The moral question

Health Care as a Privilege: What the GOP Won’t Admit
http://nymag.com/daily/intel/2012/06/health-care-as-privilege-what-gop-wont-admit.html

This article very nicely sums up what has been floating around in my head: is access to health affordable care something that we, as a society, should consider an ‘inalienable’ right (like life, liberty and the _pursuit_ of happiness (though our Great President has already gone on record opposing life and liberty, even for citizens, if he doesn’t like you)), or is it something we should consider that must be earned, like an HDTV? I have mostly made economic arguments (I think that our society is, as a whole, wealthier (and of course healthier) if we have universal health care) and shied away from moral or ethical arguments, but I think, like the above author, more noise should be made about the moral and ethical dimension.
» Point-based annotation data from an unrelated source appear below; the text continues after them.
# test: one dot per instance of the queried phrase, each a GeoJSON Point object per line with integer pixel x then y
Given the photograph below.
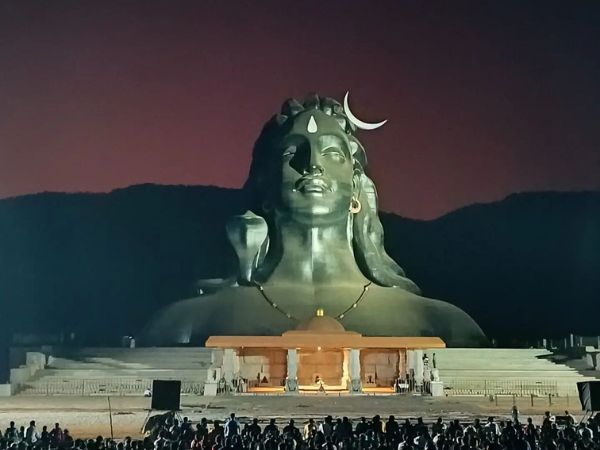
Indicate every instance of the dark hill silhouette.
{"type": "Point", "coordinates": [100, 264]}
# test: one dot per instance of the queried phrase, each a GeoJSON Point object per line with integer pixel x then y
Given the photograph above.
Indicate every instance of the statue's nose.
{"type": "Point", "coordinates": [314, 169]}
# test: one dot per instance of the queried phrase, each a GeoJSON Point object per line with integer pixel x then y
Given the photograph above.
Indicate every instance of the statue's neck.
{"type": "Point", "coordinates": [316, 254]}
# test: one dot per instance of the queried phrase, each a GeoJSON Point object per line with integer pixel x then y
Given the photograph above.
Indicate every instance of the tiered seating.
{"type": "Point", "coordinates": [474, 371]}
{"type": "Point", "coordinates": [120, 371]}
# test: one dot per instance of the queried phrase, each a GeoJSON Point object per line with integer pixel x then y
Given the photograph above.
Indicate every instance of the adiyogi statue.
{"type": "Point", "coordinates": [311, 240]}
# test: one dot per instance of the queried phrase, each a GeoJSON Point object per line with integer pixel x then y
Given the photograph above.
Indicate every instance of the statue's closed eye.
{"type": "Point", "coordinates": [289, 151]}
{"type": "Point", "coordinates": [334, 153]}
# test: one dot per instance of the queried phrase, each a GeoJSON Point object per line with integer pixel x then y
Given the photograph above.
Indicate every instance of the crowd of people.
{"type": "Point", "coordinates": [174, 433]}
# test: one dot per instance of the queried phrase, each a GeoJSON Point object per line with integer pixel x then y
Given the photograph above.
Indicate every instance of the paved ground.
{"type": "Point", "coordinates": [88, 416]}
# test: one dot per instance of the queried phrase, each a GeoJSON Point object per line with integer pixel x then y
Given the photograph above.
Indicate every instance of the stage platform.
{"type": "Point", "coordinates": [464, 371]}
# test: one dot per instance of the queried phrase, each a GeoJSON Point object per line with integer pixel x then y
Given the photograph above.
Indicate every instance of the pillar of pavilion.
{"type": "Point", "coordinates": [320, 355]}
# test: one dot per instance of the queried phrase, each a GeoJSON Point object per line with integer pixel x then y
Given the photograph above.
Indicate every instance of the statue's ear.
{"type": "Point", "coordinates": [356, 183]}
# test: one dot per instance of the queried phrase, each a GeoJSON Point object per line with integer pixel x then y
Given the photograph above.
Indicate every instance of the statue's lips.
{"type": "Point", "coordinates": [312, 185]}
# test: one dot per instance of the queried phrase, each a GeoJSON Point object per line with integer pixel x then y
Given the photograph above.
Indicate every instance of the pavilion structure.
{"type": "Point", "coordinates": [319, 355]}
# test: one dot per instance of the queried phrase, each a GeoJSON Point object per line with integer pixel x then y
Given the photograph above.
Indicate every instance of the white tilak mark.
{"type": "Point", "coordinates": [312, 125]}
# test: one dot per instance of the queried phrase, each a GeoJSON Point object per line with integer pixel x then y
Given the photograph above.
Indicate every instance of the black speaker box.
{"type": "Point", "coordinates": [166, 395]}
{"type": "Point", "coordinates": [589, 395]}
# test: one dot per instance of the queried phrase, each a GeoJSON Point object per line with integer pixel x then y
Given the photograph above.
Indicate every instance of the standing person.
{"type": "Point", "coordinates": [515, 414]}
{"type": "Point", "coordinates": [56, 436]}
{"type": "Point", "coordinates": [232, 426]}
{"type": "Point", "coordinates": [31, 434]}
{"type": "Point", "coordinates": [271, 429]}
{"type": "Point", "coordinates": [11, 434]}
{"type": "Point", "coordinates": [310, 429]}
{"type": "Point", "coordinates": [327, 426]}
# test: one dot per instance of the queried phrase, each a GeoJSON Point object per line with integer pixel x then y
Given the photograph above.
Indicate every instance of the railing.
{"type": "Point", "coordinates": [113, 386]}
{"type": "Point", "coordinates": [500, 387]}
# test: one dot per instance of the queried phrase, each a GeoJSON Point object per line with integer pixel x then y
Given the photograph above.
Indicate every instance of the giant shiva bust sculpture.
{"type": "Point", "coordinates": [311, 239]}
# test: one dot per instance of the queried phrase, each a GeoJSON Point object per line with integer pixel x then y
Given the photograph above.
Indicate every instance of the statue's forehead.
{"type": "Point", "coordinates": [315, 122]}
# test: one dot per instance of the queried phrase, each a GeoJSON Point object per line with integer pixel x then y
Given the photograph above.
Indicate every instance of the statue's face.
{"type": "Point", "coordinates": [316, 170]}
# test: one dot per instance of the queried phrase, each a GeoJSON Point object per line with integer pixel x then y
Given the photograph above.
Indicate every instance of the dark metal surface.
{"type": "Point", "coordinates": [304, 189]}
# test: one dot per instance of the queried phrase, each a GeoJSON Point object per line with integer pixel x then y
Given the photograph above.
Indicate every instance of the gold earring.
{"type": "Point", "coordinates": [355, 206]}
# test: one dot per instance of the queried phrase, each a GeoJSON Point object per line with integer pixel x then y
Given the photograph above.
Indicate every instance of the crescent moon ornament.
{"type": "Point", "coordinates": [356, 121]}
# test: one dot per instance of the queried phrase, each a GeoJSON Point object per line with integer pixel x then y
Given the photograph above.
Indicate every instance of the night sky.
{"type": "Point", "coordinates": [483, 98]}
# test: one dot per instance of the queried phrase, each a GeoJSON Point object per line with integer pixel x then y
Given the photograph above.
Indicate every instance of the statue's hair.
{"type": "Point", "coordinates": [367, 229]}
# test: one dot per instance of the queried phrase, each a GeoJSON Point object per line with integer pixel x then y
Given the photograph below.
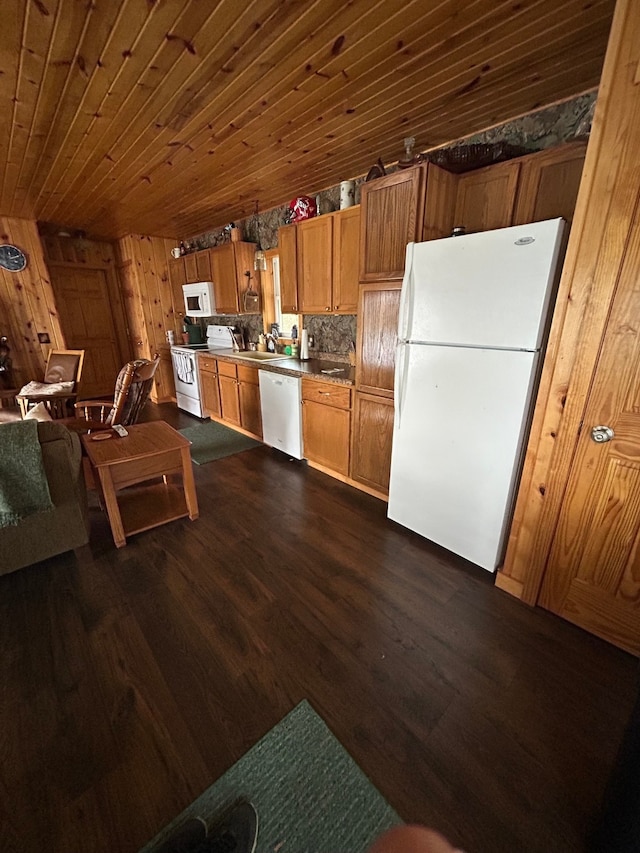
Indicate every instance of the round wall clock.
{"type": "Point", "coordinates": [12, 258]}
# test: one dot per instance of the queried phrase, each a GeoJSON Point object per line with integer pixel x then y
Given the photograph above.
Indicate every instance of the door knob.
{"type": "Point", "coordinates": [601, 434]}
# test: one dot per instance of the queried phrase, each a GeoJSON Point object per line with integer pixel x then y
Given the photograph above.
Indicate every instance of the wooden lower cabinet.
{"type": "Point", "coordinates": [326, 424]}
{"type": "Point", "coordinates": [249, 400]}
{"type": "Point", "coordinates": [229, 396]}
{"type": "Point", "coordinates": [209, 388]}
{"type": "Point", "coordinates": [371, 438]}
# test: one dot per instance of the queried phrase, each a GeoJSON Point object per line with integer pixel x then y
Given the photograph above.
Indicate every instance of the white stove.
{"type": "Point", "coordinates": [184, 358]}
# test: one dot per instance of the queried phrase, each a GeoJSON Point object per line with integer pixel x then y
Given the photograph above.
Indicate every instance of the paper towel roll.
{"type": "Point", "coordinates": [304, 345]}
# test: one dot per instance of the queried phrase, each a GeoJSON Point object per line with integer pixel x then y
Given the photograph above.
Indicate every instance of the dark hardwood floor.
{"type": "Point", "coordinates": [133, 678]}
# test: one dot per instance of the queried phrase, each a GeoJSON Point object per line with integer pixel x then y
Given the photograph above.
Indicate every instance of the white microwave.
{"type": "Point", "coordinates": [199, 299]}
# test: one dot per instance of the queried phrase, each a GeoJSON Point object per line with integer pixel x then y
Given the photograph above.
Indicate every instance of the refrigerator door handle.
{"type": "Point", "coordinates": [405, 313]}
{"type": "Point", "coordinates": [400, 381]}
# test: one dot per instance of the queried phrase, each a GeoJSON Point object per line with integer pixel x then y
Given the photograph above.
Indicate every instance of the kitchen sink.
{"type": "Point", "coordinates": [254, 355]}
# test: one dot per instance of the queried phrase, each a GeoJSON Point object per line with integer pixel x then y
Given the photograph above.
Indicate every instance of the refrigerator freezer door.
{"type": "Point", "coordinates": [490, 289]}
{"type": "Point", "coordinates": [457, 446]}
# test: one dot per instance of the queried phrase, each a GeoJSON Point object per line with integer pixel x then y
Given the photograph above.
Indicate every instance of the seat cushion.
{"type": "Point", "coordinates": [62, 367]}
{"type": "Point", "coordinates": [40, 389]}
{"type": "Point", "coordinates": [38, 413]}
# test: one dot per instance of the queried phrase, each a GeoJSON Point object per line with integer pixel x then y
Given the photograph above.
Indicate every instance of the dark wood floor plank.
{"type": "Point", "coordinates": [130, 679]}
Basically, the GOP and its supporters are saying that access to affordable health care should be entirely an element of your class and thus the government should not be involved at any level. I object to that attitude on many levels (as any regular reader will no doubt know) and I suspect that many, if not a majority, of Americans would also object, were it put to them in this moral and ethical framework instead of the smokescreen the GOP has been using. Of course, if Americans weren’t so damn credulous the GOP smokescreen would be ineffective, but such is life, eh?